Enter Riverside Lobster International Ltd. The Nova Scotia seafood processor has a strong commitment to sustainability and was looking for beneficial, value-adding solutions to address its seafood waste.
Derek Anderson, a now-retired adjunct professor at Dalhousie University’s Department of Animal Science and Aquaculture, and Janice MacIsaac, a research associate at the Atlantic Poultry Research Institute, had contacts with another seafood processor, Saint Laurent Gulf Products Ltd. They had previously researched using other seafood by-products in poultry diets.
Saint Laurent recommended the research team to Riverside Lobster for a project to test the nutritional value of repurposed lobster shells in laying hen diets.
“The product itself is proprietary but it involves the use of whole lobster shells,” says Collins, who became the principal investigator on the project after Anderson retired.
The 40-week trial involved Lohmann Lite LSL white and Lohmann Brown-Lite hens that were allotted to the trial starting at 27 weeks of age.
Five different treatments were part of the project: One third large particle oyster shell and two thirds ground limestone; one third large particle lobster shells and two thirds ground limestone; one third large particle lobster shells and two thirds ground lobster shells and ground limestone; 100 per cent ground limestone; and ground lobster shells plus ground limestone.
For each 28-day period during the trial (there were 10), researchers tracked feed consumption, body weight, egg production and egg quality. At the end of the trial, the team determined egg yolk astaxanthin content and conducted a calcium balance trial.
“The hens consumed it with no problem and there was no negative effect on feed conversion, egg production or body weight,” MacIsaac says. “There were also no negative impacts on the eggs and all treatments were in a positive calcium balance.”
“Performance results indicate that repurposed lobster shells, either as large particles or ground, are suitable alternative sources of calcium for both white and brown strains of laying hens,” Collins adds. “This is a sustainability opportunity for Atlantic Canada. Repurposed lobster shells are a possible source of calcium yet are being treated as a waste product.”
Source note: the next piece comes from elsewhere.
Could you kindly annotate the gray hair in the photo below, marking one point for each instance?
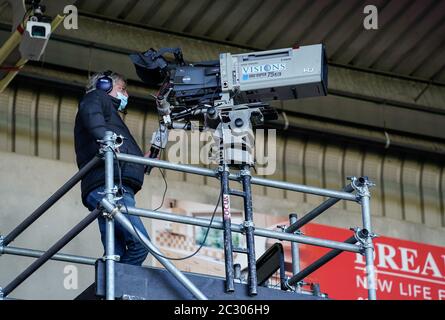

The two seafood processors are now working on a submission to the Canadian Food Inspection Agency (CFIA) to have the lobster shell extract approved as a certified feed ingredient. Data from this particular research project is being used to support the application. Once approved by CFIA, the ingredient will be made available to any feed mills who wish to access it and include it in poultry rations.
The study did not evaluate any economic aspects related to feeding lobster shell as a calcium source, but MacIsaac notes the ingredient will need to be cost competitive in order to gain traction in the marketplace.
Funding for the project was provided by the Nova Scotia Department of Agriculture Research Acceleration Program, St. Laurent Gulf Products Ltd., Riverside Lobster International Ltd., and the Egg Farmers of Nova Scotia. The repurposed lobster shells and meal were provided by St. Laurent Gulf Products Ltd.